The following link will go straight to the Jan 2009 issue (until they start posting the next issue, when one would have to use the past issues link near the top of the page) - where you will find a list of the articles, clickable to the full text. Illustrations are not included in the online versions, so be sure to get the printed issue. http://www.sciam.com/sciammag/

Complete articles are already posted and more may be coming (Please note - Scientific American Magazine will now be made available over the course of each month, instead of all at once. Check back regularly for more features and your favorite columns.)

LIST OF EVOLUTION ARTICLES (Comments added suggesting classroom/teacher uses)

A Theory for Everyman (page 32)
Evolution should be taught as a practical tool for understanding drug resistance and the price of fish.
The Editors

Darwin's Living Legacy (page 38)
A Victorian amateur undertook a lifetime pursuit of slow, meticulous observation and thought about the natural world, producing a theory 150 years ago that still drives the contemporary scientific agenda
By Gary Stix

Testing Natural Selection (page 44)
Biologists working with the most sophisticated genetic tools are demonstrating that natural selection plays a greater role in the evolution of genes than even most evolutionists had thought
By H. Allen Orr
[Excellent resource for updating.

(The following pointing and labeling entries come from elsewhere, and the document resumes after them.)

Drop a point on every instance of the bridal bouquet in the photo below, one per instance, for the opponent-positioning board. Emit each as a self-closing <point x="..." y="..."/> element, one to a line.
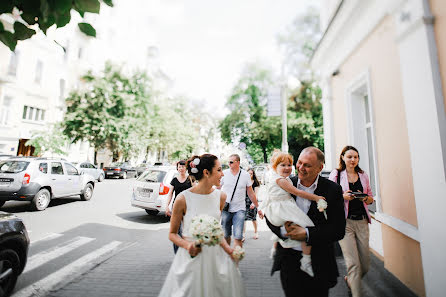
<point x="206" y="230"/>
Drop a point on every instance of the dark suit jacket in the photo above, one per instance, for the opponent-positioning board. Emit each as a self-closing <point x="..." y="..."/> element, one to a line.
<point x="323" y="235"/>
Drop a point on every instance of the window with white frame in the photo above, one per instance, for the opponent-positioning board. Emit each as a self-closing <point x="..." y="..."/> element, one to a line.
<point x="362" y="132"/>
<point x="33" y="114"/>
<point x="13" y="63"/>
<point x="39" y="71"/>
<point x="5" y="111"/>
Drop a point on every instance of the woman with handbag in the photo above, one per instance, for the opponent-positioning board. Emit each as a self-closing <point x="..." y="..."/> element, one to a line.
<point x="357" y="195"/>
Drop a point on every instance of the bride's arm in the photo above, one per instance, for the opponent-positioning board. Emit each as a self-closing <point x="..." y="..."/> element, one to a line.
<point x="224" y="244"/>
<point x="179" y="209"/>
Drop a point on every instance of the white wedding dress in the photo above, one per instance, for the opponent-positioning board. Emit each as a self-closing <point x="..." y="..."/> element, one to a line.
<point x="212" y="273"/>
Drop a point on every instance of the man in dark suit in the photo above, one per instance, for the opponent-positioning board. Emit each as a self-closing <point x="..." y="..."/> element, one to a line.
<point x="321" y="237"/>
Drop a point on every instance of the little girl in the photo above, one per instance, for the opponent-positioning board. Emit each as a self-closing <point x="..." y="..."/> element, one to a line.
<point x="280" y="207"/>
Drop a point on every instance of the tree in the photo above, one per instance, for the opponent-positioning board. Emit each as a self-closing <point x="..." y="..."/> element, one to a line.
<point x="111" y="111"/>
<point x="28" y="14"/>
<point x="248" y="121"/>
<point x="50" y="141"/>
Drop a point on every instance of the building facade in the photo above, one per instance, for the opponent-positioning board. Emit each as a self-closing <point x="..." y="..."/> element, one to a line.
<point x="382" y="67"/>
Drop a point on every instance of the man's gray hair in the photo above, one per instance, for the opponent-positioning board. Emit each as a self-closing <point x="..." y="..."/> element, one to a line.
<point x="314" y="150"/>
<point x="237" y="157"/>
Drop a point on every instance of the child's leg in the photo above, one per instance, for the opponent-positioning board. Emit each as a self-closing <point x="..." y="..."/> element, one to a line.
<point x="306" y="250"/>
<point x="305" y="262"/>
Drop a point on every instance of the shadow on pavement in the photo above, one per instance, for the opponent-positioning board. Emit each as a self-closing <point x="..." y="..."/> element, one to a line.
<point x="143" y="218"/>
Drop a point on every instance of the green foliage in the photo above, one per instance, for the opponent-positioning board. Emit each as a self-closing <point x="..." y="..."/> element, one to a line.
<point x="44" y="14"/>
<point x="112" y="111"/>
<point x="50" y="141"/>
<point x="247" y="121"/>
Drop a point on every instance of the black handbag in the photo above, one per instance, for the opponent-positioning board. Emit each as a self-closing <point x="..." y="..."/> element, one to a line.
<point x="226" y="207"/>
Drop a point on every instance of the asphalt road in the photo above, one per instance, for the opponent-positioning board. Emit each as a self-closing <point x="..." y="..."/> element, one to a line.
<point x="72" y="236"/>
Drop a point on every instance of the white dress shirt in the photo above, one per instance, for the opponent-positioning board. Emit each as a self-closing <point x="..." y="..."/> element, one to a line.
<point x="303" y="204"/>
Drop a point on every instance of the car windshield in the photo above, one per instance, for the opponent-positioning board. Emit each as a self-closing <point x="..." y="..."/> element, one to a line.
<point x="13" y="166"/>
<point x="154" y="176"/>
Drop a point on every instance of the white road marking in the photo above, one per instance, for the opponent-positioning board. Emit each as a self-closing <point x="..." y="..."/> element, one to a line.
<point x="69" y="272"/>
<point x="48" y="237"/>
<point x="57" y="251"/>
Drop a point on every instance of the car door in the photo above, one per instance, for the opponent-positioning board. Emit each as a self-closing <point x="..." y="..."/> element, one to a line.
<point x="58" y="180"/>
<point x="74" y="179"/>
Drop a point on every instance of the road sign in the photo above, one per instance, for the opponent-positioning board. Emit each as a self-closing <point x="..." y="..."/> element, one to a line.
<point x="274" y="99"/>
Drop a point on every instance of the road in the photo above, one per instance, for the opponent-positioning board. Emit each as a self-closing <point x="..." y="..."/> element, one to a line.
<point x="72" y="236"/>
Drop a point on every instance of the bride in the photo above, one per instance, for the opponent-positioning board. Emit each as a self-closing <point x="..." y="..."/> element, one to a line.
<point x="207" y="271"/>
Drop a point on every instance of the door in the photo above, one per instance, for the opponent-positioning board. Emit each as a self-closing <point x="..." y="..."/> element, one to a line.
<point x="74" y="179"/>
<point x="58" y="180"/>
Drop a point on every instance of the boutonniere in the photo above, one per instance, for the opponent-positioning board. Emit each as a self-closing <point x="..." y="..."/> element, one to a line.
<point x="322" y="206"/>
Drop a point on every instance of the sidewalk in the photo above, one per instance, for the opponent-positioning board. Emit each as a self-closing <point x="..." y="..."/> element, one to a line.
<point x="141" y="269"/>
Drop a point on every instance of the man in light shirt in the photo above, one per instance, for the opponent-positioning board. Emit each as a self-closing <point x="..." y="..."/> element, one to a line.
<point x="233" y="220"/>
<point x="321" y="237"/>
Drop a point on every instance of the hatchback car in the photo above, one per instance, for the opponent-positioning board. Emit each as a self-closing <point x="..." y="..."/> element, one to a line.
<point x="39" y="180"/>
<point x="14" y="244"/>
<point x="151" y="189"/>
<point x="120" y="170"/>
<point x="87" y="167"/>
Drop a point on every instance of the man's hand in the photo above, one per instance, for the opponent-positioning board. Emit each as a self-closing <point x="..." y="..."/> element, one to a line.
<point x="295" y="232"/>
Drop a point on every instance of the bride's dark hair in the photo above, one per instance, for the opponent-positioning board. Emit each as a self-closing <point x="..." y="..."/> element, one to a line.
<point x="207" y="161"/>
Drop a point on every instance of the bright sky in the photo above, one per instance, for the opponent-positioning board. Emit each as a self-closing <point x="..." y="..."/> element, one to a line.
<point x="203" y="44"/>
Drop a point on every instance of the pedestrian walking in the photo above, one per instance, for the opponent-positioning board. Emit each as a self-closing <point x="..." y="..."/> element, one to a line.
<point x="236" y="183"/>
<point x="251" y="210"/>
<point x="357" y="195"/>
<point x="178" y="185"/>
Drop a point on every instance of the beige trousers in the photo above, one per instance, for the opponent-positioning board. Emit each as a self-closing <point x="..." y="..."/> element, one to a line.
<point x="355" y="248"/>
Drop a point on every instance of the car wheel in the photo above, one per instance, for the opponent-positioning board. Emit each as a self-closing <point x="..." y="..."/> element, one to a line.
<point x="87" y="193"/>
<point x="9" y="271"/>
<point x="152" y="212"/>
<point x="101" y="177"/>
<point x="41" y="200"/>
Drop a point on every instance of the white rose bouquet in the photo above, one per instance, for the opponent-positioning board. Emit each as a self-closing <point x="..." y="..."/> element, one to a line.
<point x="206" y="230"/>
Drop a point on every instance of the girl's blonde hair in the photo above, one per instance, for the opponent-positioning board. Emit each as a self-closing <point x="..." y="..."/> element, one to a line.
<point x="280" y="157"/>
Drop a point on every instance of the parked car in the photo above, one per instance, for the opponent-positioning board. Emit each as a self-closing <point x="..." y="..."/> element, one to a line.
<point x="4" y="156"/>
<point x="39" y="180"/>
<point x="87" y="167"/>
<point x="14" y="244"/>
<point x="141" y="168"/>
<point x="120" y="170"/>
<point x="151" y="188"/>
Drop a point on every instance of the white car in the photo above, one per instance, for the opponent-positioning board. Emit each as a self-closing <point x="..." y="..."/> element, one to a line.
<point x="151" y="189"/>
<point x="87" y="167"/>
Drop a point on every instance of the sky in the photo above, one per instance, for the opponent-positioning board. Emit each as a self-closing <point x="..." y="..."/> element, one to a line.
<point x="203" y="44"/>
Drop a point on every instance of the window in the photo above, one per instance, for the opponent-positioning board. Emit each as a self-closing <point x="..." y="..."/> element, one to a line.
<point x="39" y="71"/>
<point x="43" y="167"/>
<point x="56" y="168"/>
<point x="33" y="114"/>
<point x="71" y="170"/>
<point x="5" y="110"/>
<point x="13" y="63"/>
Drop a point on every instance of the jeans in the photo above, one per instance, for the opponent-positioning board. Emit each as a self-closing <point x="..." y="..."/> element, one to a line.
<point x="233" y="221"/>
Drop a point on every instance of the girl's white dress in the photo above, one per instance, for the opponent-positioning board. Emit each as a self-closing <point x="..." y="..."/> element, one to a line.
<point x="212" y="273"/>
<point x="280" y="207"/>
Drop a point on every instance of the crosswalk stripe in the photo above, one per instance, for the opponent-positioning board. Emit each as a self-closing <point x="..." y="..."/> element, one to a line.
<point x="48" y="237"/>
<point x="69" y="272"/>
<point x="57" y="251"/>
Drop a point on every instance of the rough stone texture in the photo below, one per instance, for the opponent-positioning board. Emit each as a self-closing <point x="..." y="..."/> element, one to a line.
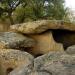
<point x="52" y="63"/>
<point x="56" y="63"/>
<point x="22" y="70"/>
<point x="15" y="40"/>
<point x="67" y="38"/>
<point x="45" y="43"/>
<point x="71" y="50"/>
<point x="41" y="26"/>
<point x="11" y="59"/>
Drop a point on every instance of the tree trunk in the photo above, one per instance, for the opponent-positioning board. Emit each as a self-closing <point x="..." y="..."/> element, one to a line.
<point x="10" y="18"/>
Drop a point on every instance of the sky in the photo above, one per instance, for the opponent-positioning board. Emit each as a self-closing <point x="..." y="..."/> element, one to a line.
<point x="70" y="3"/>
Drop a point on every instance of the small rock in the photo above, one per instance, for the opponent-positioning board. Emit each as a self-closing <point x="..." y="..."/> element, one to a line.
<point x="11" y="59"/>
<point x="70" y="50"/>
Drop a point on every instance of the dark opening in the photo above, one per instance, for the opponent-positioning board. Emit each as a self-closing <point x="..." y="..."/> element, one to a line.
<point x="9" y="70"/>
<point x="67" y="38"/>
<point x="38" y="55"/>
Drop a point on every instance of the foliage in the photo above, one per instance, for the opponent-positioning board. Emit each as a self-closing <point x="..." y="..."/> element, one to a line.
<point x="19" y="11"/>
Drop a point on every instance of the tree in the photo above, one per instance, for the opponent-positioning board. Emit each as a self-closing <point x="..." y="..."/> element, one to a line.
<point x="8" y="6"/>
<point x="33" y="9"/>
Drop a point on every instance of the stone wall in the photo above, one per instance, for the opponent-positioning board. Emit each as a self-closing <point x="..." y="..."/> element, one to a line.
<point x="23" y="42"/>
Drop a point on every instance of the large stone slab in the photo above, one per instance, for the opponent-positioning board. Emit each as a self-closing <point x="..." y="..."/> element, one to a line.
<point x="15" y="40"/>
<point x="41" y="26"/>
<point x="11" y="59"/>
<point x="52" y="63"/>
<point x="44" y="44"/>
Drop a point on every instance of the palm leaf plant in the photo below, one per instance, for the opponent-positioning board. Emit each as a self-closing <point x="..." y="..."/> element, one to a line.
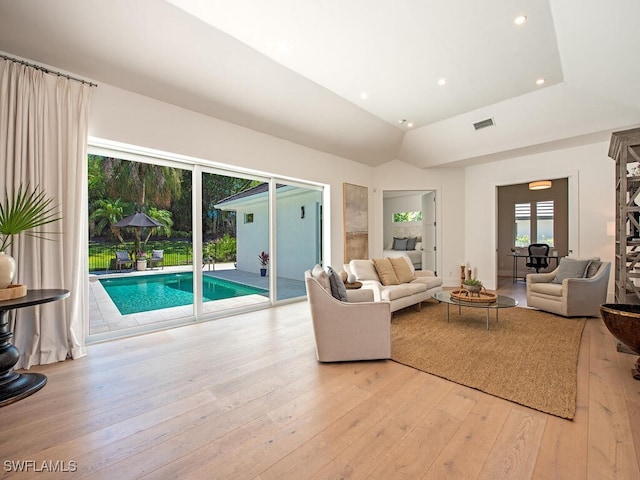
<point x="25" y="210"/>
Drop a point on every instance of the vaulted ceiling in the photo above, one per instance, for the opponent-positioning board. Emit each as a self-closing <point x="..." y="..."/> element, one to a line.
<point x="369" y="80"/>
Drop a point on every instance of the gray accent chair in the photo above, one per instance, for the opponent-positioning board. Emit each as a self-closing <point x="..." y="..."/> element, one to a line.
<point x="359" y="329"/>
<point x="573" y="297"/>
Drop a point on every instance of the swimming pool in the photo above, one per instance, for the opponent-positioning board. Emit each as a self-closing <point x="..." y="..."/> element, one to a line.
<point x="144" y="293"/>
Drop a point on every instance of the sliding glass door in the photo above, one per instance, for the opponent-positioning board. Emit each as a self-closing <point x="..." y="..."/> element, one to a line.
<point x="235" y="242"/>
<point x="298" y="236"/>
<point x="255" y="237"/>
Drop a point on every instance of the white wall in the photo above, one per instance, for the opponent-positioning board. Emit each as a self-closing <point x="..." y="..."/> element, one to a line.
<point x="591" y="176"/>
<point x="122" y="116"/>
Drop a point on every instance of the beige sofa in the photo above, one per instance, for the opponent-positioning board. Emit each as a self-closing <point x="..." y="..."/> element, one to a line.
<point x="412" y="288"/>
<point x="577" y="296"/>
<point x="359" y="329"/>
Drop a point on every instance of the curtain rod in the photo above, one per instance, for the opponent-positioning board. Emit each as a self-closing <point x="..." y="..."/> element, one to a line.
<point x="46" y="70"/>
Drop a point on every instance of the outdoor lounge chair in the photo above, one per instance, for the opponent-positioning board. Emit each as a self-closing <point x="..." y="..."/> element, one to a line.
<point x="157" y="257"/>
<point x="123" y="258"/>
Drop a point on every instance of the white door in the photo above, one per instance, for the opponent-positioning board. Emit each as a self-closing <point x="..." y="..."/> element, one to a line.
<point x="429" y="231"/>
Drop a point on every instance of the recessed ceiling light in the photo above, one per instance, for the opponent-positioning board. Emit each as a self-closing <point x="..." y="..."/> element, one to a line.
<point x="519" y="20"/>
<point x="283" y="48"/>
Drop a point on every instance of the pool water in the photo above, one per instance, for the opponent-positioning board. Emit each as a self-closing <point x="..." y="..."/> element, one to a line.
<point x="153" y="292"/>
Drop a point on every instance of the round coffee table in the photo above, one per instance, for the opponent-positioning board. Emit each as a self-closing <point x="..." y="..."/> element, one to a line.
<point x="502" y="301"/>
<point x="16" y="386"/>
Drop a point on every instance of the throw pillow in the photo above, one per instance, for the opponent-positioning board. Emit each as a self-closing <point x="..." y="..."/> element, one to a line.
<point x="571" y="268"/>
<point x="385" y="270"/>
<point x="402" y="269"/>
<point x="593" y="268"/>
<point x="399" y="243"/>
<point x="319" y="274"/>
<point x="338" y="290"/>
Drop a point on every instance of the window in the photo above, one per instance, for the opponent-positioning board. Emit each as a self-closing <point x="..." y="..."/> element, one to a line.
<point x="544" y="222"/>
<point x="407" y="217"/>
<point x="534" y="221"/>
<point x="523" y="224"/>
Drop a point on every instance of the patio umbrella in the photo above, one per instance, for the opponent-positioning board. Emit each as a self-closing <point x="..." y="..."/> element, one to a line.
<point x="138" y="221"/>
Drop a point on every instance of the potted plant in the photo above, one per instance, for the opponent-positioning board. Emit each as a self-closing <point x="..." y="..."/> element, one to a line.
<point x="24" y="210"/>
<point x="473" y="285"/>
<point x="264" y="261"/>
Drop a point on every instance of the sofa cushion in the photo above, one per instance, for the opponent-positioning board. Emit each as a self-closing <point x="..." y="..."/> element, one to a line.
<point x="571" y="268"/>
<point x="402" y="269"/>
<point x="400" y="243"/>
<point x="393" y="292"/>
<point x="593" y="268"/>
<point x="363" y="270"/>
<point x="338" y="290"/>
<point x="385" y="271"/>
<point x="547" y="288"/>
<point x="319" y="274"/>
<point x="430" y="282"/>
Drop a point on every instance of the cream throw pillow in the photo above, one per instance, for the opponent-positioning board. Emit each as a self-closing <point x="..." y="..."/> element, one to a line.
<point x="402" y="269"/>
<point x="385" y="271"/>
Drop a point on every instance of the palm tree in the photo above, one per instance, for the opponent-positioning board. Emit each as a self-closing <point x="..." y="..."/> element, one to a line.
<point x="161" y="216"/>
<point x="142" y="183"/>
<point x="107" y="213"/>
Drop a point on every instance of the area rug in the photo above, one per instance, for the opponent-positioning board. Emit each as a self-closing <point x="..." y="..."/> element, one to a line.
<point x="527" y="356"/>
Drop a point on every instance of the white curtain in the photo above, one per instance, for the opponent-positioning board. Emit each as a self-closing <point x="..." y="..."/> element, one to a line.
<point x="43" y="142"/>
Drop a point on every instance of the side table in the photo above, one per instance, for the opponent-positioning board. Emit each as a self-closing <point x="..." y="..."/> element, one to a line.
<point x="16" y="386"/>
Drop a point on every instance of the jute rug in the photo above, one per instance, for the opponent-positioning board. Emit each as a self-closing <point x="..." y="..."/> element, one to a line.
<point x="528" y="357"/>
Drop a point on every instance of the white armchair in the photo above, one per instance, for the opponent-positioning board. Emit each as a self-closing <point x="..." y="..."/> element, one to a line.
<point x="346" y="331"/>
<point x="573" y="297"/>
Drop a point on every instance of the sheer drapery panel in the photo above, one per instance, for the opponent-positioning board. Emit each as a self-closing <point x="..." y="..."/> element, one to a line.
<point x="43" y="143"/>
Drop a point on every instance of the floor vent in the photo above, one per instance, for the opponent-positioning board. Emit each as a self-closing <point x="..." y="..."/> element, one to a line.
<point x="484" y="124"/>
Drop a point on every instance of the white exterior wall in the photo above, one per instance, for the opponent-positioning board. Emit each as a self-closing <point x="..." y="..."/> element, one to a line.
<point x="297" y="238"/>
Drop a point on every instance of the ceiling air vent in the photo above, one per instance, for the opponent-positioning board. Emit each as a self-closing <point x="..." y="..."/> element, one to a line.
<point x="484" y="124"/>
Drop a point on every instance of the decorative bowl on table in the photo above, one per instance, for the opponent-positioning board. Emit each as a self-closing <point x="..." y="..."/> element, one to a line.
<point x="623" y="321"/>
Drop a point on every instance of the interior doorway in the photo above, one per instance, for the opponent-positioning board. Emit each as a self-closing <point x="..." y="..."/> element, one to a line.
<point x="411" y="215"/>
<point x="526" y="216"/>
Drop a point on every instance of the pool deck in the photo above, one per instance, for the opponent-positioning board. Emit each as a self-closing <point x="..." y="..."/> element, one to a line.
<point x="104" y="316"/>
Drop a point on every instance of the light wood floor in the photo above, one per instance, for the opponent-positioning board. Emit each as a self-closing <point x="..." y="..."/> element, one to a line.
<point x="244" y="397"/>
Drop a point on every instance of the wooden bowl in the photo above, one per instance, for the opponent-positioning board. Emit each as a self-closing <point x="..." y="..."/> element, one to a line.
<point x="623" y="321"/>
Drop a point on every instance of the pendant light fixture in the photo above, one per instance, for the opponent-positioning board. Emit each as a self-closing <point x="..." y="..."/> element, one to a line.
<point x="540" y="185"/>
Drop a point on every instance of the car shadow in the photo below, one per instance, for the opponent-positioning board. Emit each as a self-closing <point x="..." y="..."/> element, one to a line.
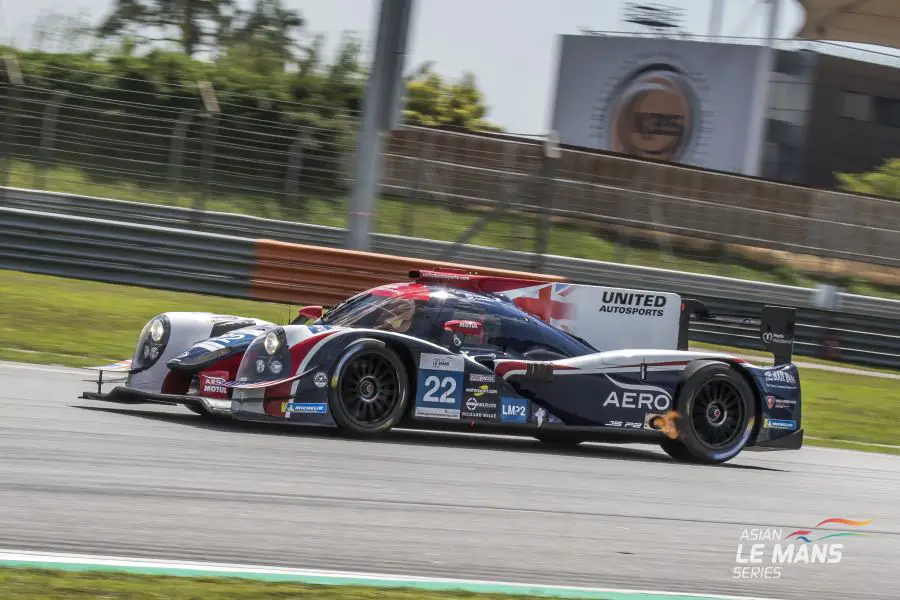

See further comments and excerpts below]

Diversity Revealed: From Atoms to Traits (page 52)
Charles Darwin saw that random variations in organisms provide fodder for evolution. Modern scientists are revealing how that diversity arises from changes to DNA and can add up to complex creatures or even cultures.
By David M. Kingsley
[Lots of new examples and illustrations of the different types of DNA changes and the origin of variation are well-illustrated ­ useful for updating your course content. The genetics of lactose intolerance may prompt you to consider adding the ENSI lesson by Therese Passerini: "When Milk Makes You Sick" at http://www.indiana.edu/~ensiweb/lessons/tp.milk3.html]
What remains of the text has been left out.